The illusion of technical sufficiency.

It is common to assume that highly qualified professionals, with solid technical training and extensive experience, will always be able to make appropriate decisions in critical situations. This assumption ignores an essential variable: the ability to make decisions under extreme pressure.

Stress, fear of personal or institutional consequences, hierarchical pressure, conflicts of interest, and punitive organizational environments directly affect judgment, response time, and risk perception. Under these conditions, technical excellence alone can become insufficient—or even irrelevant.

 

PAEBM as an expression of human risk.

The Emergency Action Plan for Mining Dams (PAEBM) clearly reflects this reality. In most projects, the plan is formally structured, meets regulatory requirements, and is periodically reviewed. Even so, failures occur.

In practice, activating the PAEBM (Emergency Action Plan for Mining Dams) is not merely a technical or procedural act. It is a... human decision, taken in a context of uncertainty, time pressure, and potentially severe consequences. Hesitation in activating the plan rarely stems from a lack of knowledge, but rather from emotional factors such as:

  • Fear of making mistakes or of raising unnecessary alarms.
  • Pressure for operational continuity
  • Fear of personal liability
  • Difficulty in making unpopular decisions

These factors make up a systemic riskwhich does not appear in traditional matrices, but can compromise the entire security logic.

 

Emotional stability as an element of risk management.

Recognizing emotional stability as a component of risk management is a necessary step towards organizational maturity. Just like geotechnical parameters or acceptability criteria, the decision-maker's emotional capacity directly influences the reliability of the system.

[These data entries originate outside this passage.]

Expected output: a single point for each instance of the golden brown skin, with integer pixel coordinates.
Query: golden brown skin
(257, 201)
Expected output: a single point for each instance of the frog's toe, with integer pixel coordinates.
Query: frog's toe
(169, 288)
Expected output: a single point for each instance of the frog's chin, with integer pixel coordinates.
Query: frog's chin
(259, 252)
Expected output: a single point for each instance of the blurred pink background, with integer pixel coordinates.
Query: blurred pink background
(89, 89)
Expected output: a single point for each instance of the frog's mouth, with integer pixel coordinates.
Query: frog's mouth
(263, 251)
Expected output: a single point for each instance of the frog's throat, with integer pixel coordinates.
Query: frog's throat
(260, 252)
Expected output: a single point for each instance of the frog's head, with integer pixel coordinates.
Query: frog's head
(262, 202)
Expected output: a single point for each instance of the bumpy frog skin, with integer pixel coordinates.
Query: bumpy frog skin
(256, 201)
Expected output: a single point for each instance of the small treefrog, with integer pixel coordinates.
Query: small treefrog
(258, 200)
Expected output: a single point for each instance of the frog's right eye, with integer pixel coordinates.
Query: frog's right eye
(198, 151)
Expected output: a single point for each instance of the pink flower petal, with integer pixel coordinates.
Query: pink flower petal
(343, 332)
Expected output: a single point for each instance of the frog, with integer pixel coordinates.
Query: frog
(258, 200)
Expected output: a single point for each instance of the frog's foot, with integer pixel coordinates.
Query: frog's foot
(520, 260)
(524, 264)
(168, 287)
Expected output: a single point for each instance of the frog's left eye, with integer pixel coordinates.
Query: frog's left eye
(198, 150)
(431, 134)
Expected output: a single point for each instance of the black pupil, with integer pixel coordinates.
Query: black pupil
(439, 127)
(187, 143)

In this sense, emotional stability should be treated as:

  • One operational safety asset
  • One reliability factor in decision-making
  • One a structuring element of risk management culture

Ignoring it means accepting a hidden risk, difficult to quantify, but with the potential for serious consequences.

 

Paths to a more effective approach

Truly robust risk management in mining requires the explicit integration of human factors. This includes, among other aspects:

  • Training that simulates real-life pressure scenariosand not just the fulfillment of procedures
  • PAEBM activation exercises focused on the decision-making process, and not just on operational execution.
  • Organizational environments that protect the decision-maker that acts in a preventive and responsible manner
  • Leaders prepared to absorb external pressures, avoiding the transfer of stress to technical levels.
  • Inclusion of human and organizational factors in risk studies and analyses.

 

Final considerations

Modern mining demands more than quality engineering and regulatory compliance. It requires... People trained to make decisions when models fail, data is incomplete, and time is limited.In this context, emotional management ceases to be a peripheral issue and takes on a central position in the safety and sustainability of the sector.

Effective risk management is impossible without emotional management.

Recognizing this is an essential step towards making safer, more responsible decisions that are aligned with the true complexity of mining.

Authors:

John Paul dos Santos

Bachelor in Mining Engineering (UFMG), Master in Civil Engineering and Management (University of Glasgow), Specialist in Geotechnical Engineering and Project Management.

Mining Engineer specializing in geotechnics and project management, an international reference in dams and geotechnical structures applied to mining.

Leandro Azevedo da Silva

Bachelor in Geology (UFRRJ), Master in Mining Engineering (UFMG) and Specialist in Mineral Resources Engineering.

A geologist with nearly 20 years of experience in geotechnics, he leads technical projects at VINQ, combining innovation and safety in mining solutions.